Newman has already squibbed it. He has withdrawn the state government’s share of funding of Australia’s largest solar project, the $1.2 billion Solar Dawn solar thermal facility planned for south-west Queensland.

The state government had threatened to can the $75 million funding soon after its election win earlier this year, but could not find a legal way to do it.  The government swung into action after Solar Dawn failed to obtain a power purchase agreement, either with the government-owned utility Ergon Energy, or with other parties.

According to Queensland Greens spokesman Adam Stone, it all comes down to the politicisation of energy policy.

And then there is the problem of rising seas and property.

A report put out two years ago by the Office of Climate Change,which the Campbell Government has since wound up, warned that rising seas and climate change will devastate properties.

“Future sea level rise will have dramatic consequences for many coastal communities. Relatively moderate levels of sea level are projected to cause large increases in the frequency of extreme sea level events. For example, an event that currently occurs once every 100 years could occur two or three times per year with a 0.5 metre sea level rise.

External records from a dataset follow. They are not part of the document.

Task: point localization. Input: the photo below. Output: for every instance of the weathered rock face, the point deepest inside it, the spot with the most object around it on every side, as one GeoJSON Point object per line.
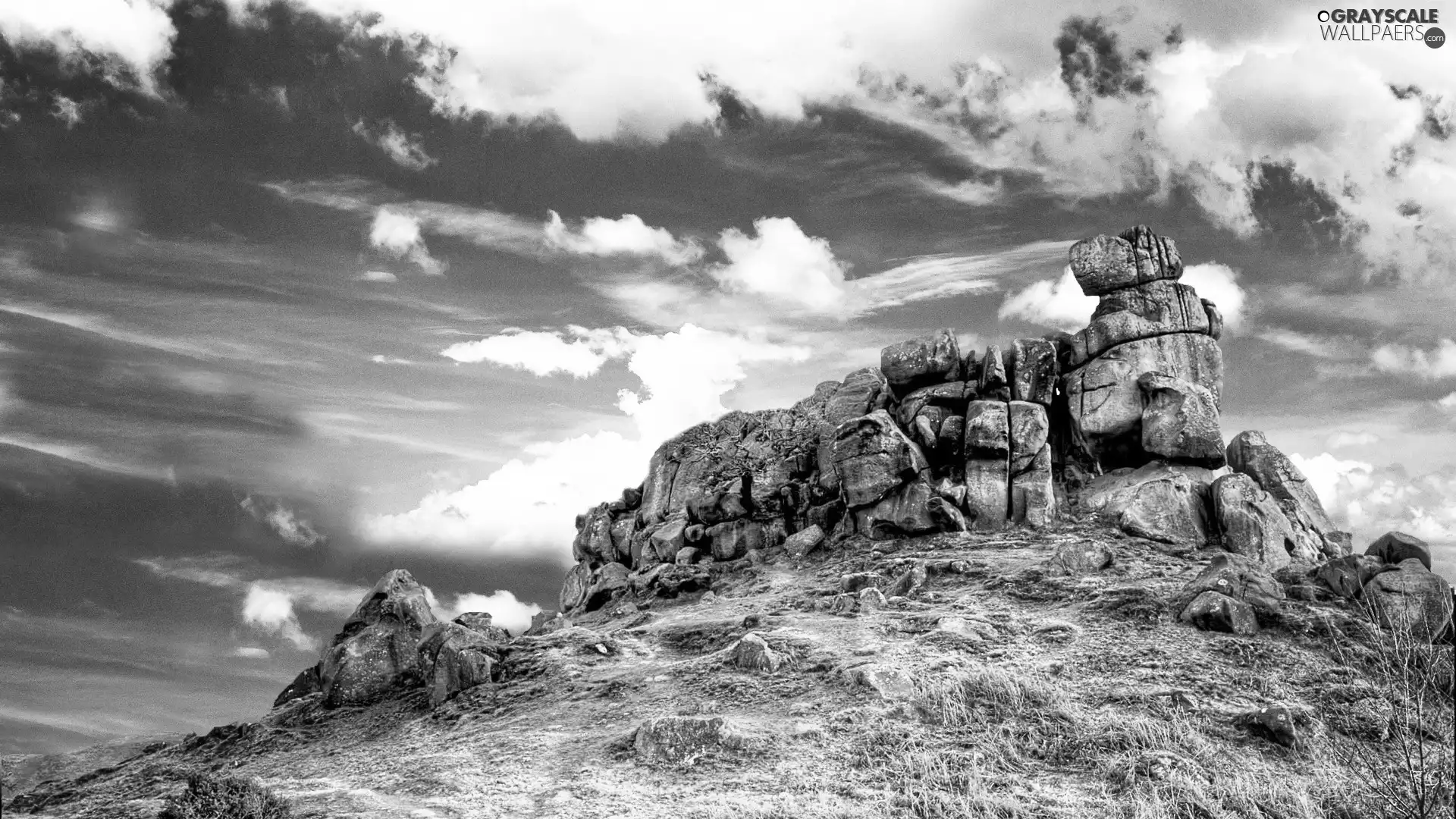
{"type": "Point", "coordinates": [1398, 547]}
{"type": "Point", "coordinates": [941, 439]}
{"type": "Point", "coordinates": [987, 464]}
{"type": "Point", "coordinates": [1159, 502]}
{"type": "Point", "coordinates": [1181, 422]}
{"type": "Point", "coordinates": [1253, 523]}
{"type": "Point", "coordinates": [922, 362]}
{"type": "Point", "coordinates": [1238, 577]}
{"type": "Point", "coordinates": [1107, 404]}
{"type": "Point", "coordinates": [376, 653]}
{"type": "Point", "coordinates": [455, 657]}
{"type": "Point", "coordinates": [1250, 452]}
{"type": "Point", "coordinates": [1413, 599]}
{"type": "Point", "coordinates": [1145, 378]}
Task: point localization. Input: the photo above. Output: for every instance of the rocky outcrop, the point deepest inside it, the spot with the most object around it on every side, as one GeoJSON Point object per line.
{"type": "Point", "coordinates": [1411, 599]}
{"type": "Point", "coordinates": [1159, 502]}
{"type": "Point", "coordinates": [1398, 547]}
{"type": "Point", "coordinates": [1251, 453]}
{"type": "Point", "coordinates": [1145, 324]}
{"type": "Point", "coordinates": [376, 651]}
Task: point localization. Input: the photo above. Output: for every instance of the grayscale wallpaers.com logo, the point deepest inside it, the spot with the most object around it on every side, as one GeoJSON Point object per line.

“This multiplying effect of sea level rise is likely to impact on major population centres and have the greatest effect on eastern Australia … Climate change may increase the risk of structural damage to buildings, especially damage resulting from strong winds associated with more intense  tropical cyclones or damage resulting from more  intense storms and associated flooding. Cracking may also occur as soils dry out from higher temperatures and reduced rainfall. Residential buildings are likely to be more vulnerable to such damage than commercial buildings, with older buildings more vulnerable than newer ones.”

Newman has also demanded the Feds cut “green tape” and has called for complete control over environmental assessments. To achieve this, the Queensland government has released a new planning policy that makes it clear planning will not get in the way of mining, agriculture, tourism and industry.

“The purpose of this Policy is to ensure that economic growth is facilitated by local and state plans, and is not adversely impacted by planning processes.” These include environmental assessment processes for land development.

His government has also released Environmental Protection (Greentape Reduction) and Other Legislation Amendment Bill 2012which, among other things, amends the Environment Protection Act.

While lawyers say this will streamline the processes, the Environmental Defenders Office  says the legislation needs safeguards to ensure the environment isn’t destroyed.

The EDO wants measures like more public input into proposed mining and coal seam gas activities. It also wants the words “environmental harm” to be put into the definition of standard criteria.

Certainly, as the Climate Commission points out, there are enormous opportunities for Queensland. The question is whether these will be sacrificed for the politics. The likelihood of Abbott winning the next election just adds to the mix.